EZ Cloud trains extraction models on a per-supplier basis. This means:

  • First invoices from a new supplier may require more manual correction
  • Subsequent invoices improve as the system learns that supplier's invoice format
  • Consistent formats yield better results - Suppliers using the same invoice template get increasingly accurate extraction
Training the System

Every correction you make teaches EZ Cloud. The more invoices you process from a supplier, the more accurate extraction becomes for that supplier's format.

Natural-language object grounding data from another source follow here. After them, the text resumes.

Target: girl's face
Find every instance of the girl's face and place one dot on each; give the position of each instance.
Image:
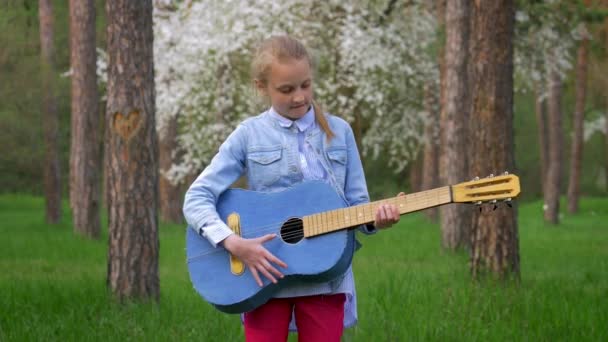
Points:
(289, 88)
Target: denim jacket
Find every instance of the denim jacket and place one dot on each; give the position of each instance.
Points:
(268, 154)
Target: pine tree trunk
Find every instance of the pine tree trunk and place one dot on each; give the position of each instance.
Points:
(415, 173)
(555, 146)
(541, 122)
(50, 118)
(494, 234)
(430, 173)
(85, 154)
(578, 120)
(455, 219)
(132, 150)
(170, 195)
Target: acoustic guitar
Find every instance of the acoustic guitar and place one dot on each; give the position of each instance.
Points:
(314, 234)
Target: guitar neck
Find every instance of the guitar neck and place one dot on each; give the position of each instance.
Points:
(330, 221)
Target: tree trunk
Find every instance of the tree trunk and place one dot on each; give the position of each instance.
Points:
(132, 150)
(455, 219)
(578, 121)
(415, 173)
(50, 118)
(430, 173)
(170, 194)
(555, 146)
(494, 234)
(541, 121)
(84, 148)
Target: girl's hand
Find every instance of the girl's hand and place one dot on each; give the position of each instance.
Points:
(257, 258)
(387, 215)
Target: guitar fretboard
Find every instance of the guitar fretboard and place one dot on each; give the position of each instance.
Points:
(330, 221)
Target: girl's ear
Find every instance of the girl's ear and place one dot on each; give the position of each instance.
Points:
(261, 87)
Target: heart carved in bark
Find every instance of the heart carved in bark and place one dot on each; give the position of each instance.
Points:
(127, 125)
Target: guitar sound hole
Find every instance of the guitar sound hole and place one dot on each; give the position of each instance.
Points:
(292, 230)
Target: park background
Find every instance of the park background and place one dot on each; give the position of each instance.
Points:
(412, 284)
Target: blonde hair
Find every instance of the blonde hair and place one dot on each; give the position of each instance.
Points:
(283, 49)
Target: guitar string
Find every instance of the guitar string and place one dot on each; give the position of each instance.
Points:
(340, 221)
(422, 197)
(296, 233)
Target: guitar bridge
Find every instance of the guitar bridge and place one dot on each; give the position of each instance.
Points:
(237, 267)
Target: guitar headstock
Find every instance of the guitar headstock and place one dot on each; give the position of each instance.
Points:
(502, 187)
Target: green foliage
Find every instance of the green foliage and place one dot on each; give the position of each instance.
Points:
(53, 285)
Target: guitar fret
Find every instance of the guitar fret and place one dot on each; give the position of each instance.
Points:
(338, 219)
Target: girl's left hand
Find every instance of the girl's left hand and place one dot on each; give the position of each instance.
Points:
(387, 215)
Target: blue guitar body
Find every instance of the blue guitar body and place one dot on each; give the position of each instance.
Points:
(316, 259)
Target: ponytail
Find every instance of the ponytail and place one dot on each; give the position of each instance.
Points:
(322, 121)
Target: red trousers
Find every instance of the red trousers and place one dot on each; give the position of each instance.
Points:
(318, 318)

Field Mapping Best Practices

When reviewing extracted data, your corrections train the system. Follow these practices:

PracticeWhy It Matters
Be consistentAlways map the same data to the same field across invoices
Use the most specific fieldChoose "Unit Price" over a generic "Amount" when applicable
Correct errors promptlyThe sooner you fix extraction errors, the faster the system learns
Review all fieldsEven correct extractions benefit from confirmation

Optimizing Invoice Quality

For best extraction results, advise suppliers to:

RecommendationBenefit
Send native PDFs (not scanned images)Cleaner text extraction
Use consistent invoice templatesFaster machine learning
Include clear line item detailsBetter line-level extraction
Avoid handwritten notesReduces OCR errors
Send one invoice per PDFEliminates page selection confusion
Quality Over Quantity

A single clear, well-formatted invoice trains the system better than multiple low-quality scans.